I have the similar situation to the original poster (huge trees) and
for me it's all three: disk space, download time, and performance. My
tree has a few relatively small (< 20 MB) shared directories of common
code, a few large (2-6 GB) directories of code for OS's, and then
several medium size (< 500 MB) directories for application code. The
application developers only care about the app+shared directories (and
are very annoyed by the massive space and performance impact of the OS
directories). The firmware-only developers only care about OS+shared
and are mildly annoyed by the medium space and performance impact of
the app directories. I work on all of the pieces, but even I would
prefer to have things separated so when I work on the apps, git
status/etc doesn't take a big hit for close to a million files in the
OS directories (particularly when doing git status on Windows). Even
when using the -uno option to git status, it's still pretty slow (over
a minute).

git-submodule might be technically possible in this situation, but
having to commit and push each submodule and then commit and push the
super module makes it slightly worse than just dealing with the
space/download/performance issues of one huge repository.

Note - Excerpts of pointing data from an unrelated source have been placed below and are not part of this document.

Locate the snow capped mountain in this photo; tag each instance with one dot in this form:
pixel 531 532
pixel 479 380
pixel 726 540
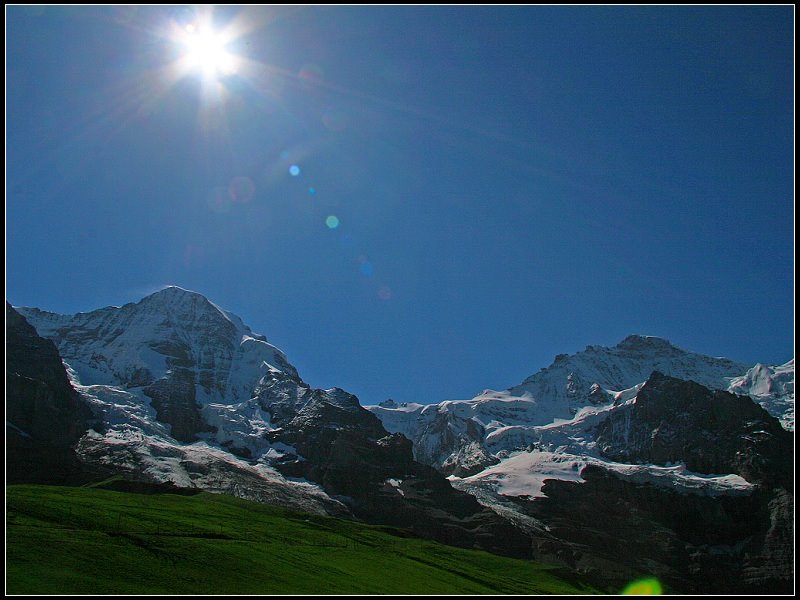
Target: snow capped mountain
pixel 596 462
pixel 184 392
pixel 772 388
pixel 463 437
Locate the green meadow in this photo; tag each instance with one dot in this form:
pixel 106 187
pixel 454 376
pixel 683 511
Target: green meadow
pixel 84 540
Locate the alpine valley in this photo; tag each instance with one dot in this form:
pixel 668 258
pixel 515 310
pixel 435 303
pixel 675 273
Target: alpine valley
pixel 641 459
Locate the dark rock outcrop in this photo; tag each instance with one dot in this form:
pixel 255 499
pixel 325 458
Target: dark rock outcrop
pixel 45 416
pixel 345 449
pixel 614 531
pixel 710 431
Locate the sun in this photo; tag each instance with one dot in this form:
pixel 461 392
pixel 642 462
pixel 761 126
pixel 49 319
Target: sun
pixel 205 51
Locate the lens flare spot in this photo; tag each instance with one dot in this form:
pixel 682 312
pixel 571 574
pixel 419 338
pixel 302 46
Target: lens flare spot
pixel 310 73
pixel 219 200
pixel 643 587
pixel 241 189
pixel 335 120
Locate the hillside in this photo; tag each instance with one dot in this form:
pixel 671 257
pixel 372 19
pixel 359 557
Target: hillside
pixel 100 541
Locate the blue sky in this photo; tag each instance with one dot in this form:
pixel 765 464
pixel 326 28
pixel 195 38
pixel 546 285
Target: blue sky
pixel 507 183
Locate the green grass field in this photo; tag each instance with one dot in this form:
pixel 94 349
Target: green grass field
pixel 67 540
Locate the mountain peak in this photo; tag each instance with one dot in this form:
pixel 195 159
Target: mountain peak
pixel 644 341
pixel 174 292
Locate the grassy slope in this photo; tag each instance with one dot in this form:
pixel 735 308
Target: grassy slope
pixel 94 541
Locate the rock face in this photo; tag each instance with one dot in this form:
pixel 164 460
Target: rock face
pixel 188 394
pixel 463 437
pixel 45 416
pixel 615 531
pixel 710 431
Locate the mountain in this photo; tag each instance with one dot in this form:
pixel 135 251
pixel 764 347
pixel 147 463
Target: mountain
pixel 632 459
pixel 183 392
pixel 45 416
pixel 639 459
pixel 463 437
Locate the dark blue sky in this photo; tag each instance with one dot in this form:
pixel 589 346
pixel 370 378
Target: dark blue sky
pixel 509 183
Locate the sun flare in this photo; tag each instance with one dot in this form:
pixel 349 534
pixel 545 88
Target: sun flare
pixel 205 51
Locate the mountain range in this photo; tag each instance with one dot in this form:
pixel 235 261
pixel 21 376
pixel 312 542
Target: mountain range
pixel 642 458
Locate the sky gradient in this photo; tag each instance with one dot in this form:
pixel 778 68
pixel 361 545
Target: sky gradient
pixel 414 202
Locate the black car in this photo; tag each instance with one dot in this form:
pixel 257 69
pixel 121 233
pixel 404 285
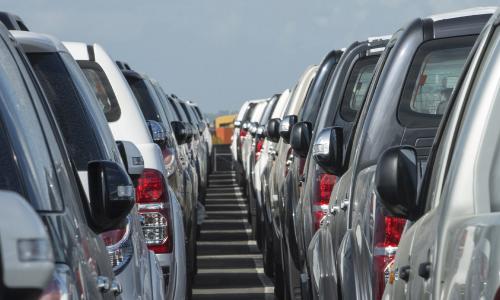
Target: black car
pixel 307 191
pixel 36 165
pixel 408 95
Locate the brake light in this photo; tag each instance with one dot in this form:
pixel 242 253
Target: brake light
pixel 258 148
pixel 154 207
pixel 119 246
pixel 387 233
pixel 169 160
pixel 321 198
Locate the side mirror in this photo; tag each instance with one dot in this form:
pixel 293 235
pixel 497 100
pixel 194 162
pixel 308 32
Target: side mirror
pixel 112 195
pixel 158 132
pixel 261 131
pixel 396 181
pixel 300 138
pixel 190 132
pixel 327 150
pixel 26 254
pixel 253 128
pixel 180 132
pixel 132 158
pixel 273 130
pixel 286 127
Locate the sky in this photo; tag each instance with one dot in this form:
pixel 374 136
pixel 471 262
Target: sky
pixel 220 53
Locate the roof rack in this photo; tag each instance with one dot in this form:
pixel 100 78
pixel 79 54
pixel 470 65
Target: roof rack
pixel 123 66
pixel 12 21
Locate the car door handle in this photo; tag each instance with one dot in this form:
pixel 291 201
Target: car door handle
pixel 344 204
pixel 103 284
pixel 404 273
pixel 116 287
pixel 424 270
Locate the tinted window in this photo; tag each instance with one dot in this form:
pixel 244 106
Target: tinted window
pixel 268 111
pixel 67 107
pixel 145 100
pixel 102 88
pixel 10 178
pixel 431 79
pixel 357 87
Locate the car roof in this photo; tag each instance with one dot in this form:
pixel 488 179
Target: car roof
pixel 38 42
pixel 12 21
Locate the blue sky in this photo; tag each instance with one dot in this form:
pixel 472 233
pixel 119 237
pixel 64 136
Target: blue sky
pixel 222 52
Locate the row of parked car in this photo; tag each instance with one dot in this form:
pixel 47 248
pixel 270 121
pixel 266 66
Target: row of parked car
pixel 102 174
pixel 375 176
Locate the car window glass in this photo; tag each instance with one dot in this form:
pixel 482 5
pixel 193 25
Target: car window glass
pixel 357 87
pixel 10 178
pixel 269 110
pixel 146 103
pixel 67 107
pixel 431 79
pixel 102 88
pixel 43 163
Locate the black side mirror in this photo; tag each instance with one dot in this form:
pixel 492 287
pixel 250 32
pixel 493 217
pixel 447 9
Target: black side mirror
pixel 396 181
pixel 158 132
pixel 286 127
pixel 253 128
pixel 180 132
pixel 132 159
pixel 273 130
pixel 112 195
pixel 300 138
pixel 328 150
pixel 190 132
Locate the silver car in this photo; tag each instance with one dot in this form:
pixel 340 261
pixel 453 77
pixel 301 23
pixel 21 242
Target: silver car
pixel 450 247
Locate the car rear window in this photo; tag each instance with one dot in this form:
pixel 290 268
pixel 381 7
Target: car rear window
pixel 357 86
pixel 102 88
pixel 146 102
pixel 433 74
pixel 67 107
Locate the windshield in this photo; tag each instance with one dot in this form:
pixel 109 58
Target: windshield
pixel 357 87
pixel 65 102
pixel 433 74
pixel 102 88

git-subtree could also possibly help, but there's still extra work to
split and merge each repository. And I'm not sure how it handles
commit IDs across the repositories because I want to be able to say "I
fixed that bug in shared/code.c in commit abc123" and have both the
OS+shared and the apps+shared people be able git log abc123 and see
the same change (and merge/cherry-pick/etc.).

I think what I want is a way to do a sparse checkout where some sort
of module is maintained in the git repository (probably just an
INI-style file with paths) so I can clone directly from the server and
it figures out the objects I need for the full history of only
apps+shared (or firmware+shared, etc.) on the server side and only
sends those objects. I still want to be able to branch, tag, and refer
to commit IDs. So I only take the space/download/performance hit of
directories included in the module, but I don't have to manually
maintain that view of the repository (as I do with git-submodule and
git-subtree).

The closest thing to that so far for me has been the sparse checkout
support added in git 1.7 combined with a convenience script I wrote.
Everyone still has a huge download and .git directory, but at least
the working copy is limited to the paths specified in the module so
git status isn't super slow (although just having all those objects in
the .git directory still slows it down quite a bit).